この長い旅はいつか終わるだろう。争い続けているとはいえ、その年月が長きに渡った結果、緊張感は弛んでいて、一般人が陸路で隣国へ入るのはそれほど難しくない。そもそも戦況をひた隠しにしたい国の思惑で、もっぱらの戦場である国境付近でも、一般人の往来のある関所の辺りは平時を保っている。
荷物や人相を検められ、行き先を質されはするけれど、問題なければ入国できる。門番の虫の居所が悪くても、金で解決できるだろう。だから、戦争相手である隣国に入ることは可能だ。そのまま先へ進み、隣国とバルバの国が接するところまで辿りつき、二国を分かつ大きな河を越えられれば、バルバの国だ。バルバの国は歴史があるのに鷹揚で、人々の往来も盛んだと聞く。入ってしまえば異国人であっても見咎められない。バルバの国の中心部へ行けば、身分を明かしても危険は薄い。宿にさえ泊まれるかもしれない。

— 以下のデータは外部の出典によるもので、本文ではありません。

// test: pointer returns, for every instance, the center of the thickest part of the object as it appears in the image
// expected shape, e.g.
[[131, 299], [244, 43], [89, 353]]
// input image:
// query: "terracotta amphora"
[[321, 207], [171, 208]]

だから、旅は必ずバルバの国まで行ったところで終わる。親書もきっと渡せるだろう。
しかし、ラヴィソンに帰路はない。
彼は貢物なのだ。親書にはきっとそのように記されていて、誰も口にしないけれど、誰もがそれを知っている。この宝石のような王子を差し出すから、援軍をくれないだろうか。王子の存在はこちらでは抹消しておくので、好きに扱っていただいてかまわない。きっと、流麗な文字でそのように書かれている。
自分への死刑判決文のようなその親書を胸に抱き、旅路を辿るのはどんな思いだろうか。逃げることはできない。王子は一人で生きていくにはあまりにも無力で、伴う騎士を懐柔しようにも、彼は家族全員を人質に取られている。そして騎士もまた、バルバの国からの返答の書簡を自国に届ければ、その人生を終える。

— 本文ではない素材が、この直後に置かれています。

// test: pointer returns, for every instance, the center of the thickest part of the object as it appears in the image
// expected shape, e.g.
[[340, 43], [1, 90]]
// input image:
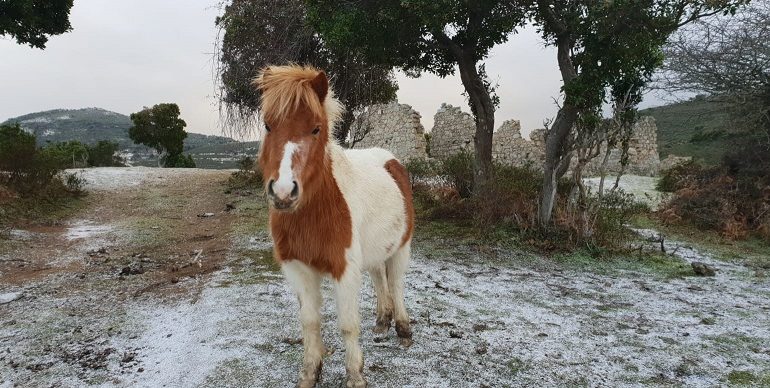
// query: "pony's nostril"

騎士は自嘲の笑みを浮かべる。王子のことを気の毒がるような状況ではない。自分こそ使いっ走りの使い捨てだ。そんな命令を下した自国の中枢に、こころの底から失望している。
それでも、ラヴィソン殿下だけは守り抜こう。バルバの国にさえ送り届けられれば、望みは繋がる。
騎士にとって、ラヴィソンの続いて行く未来を守ることこそが使命に思えていた。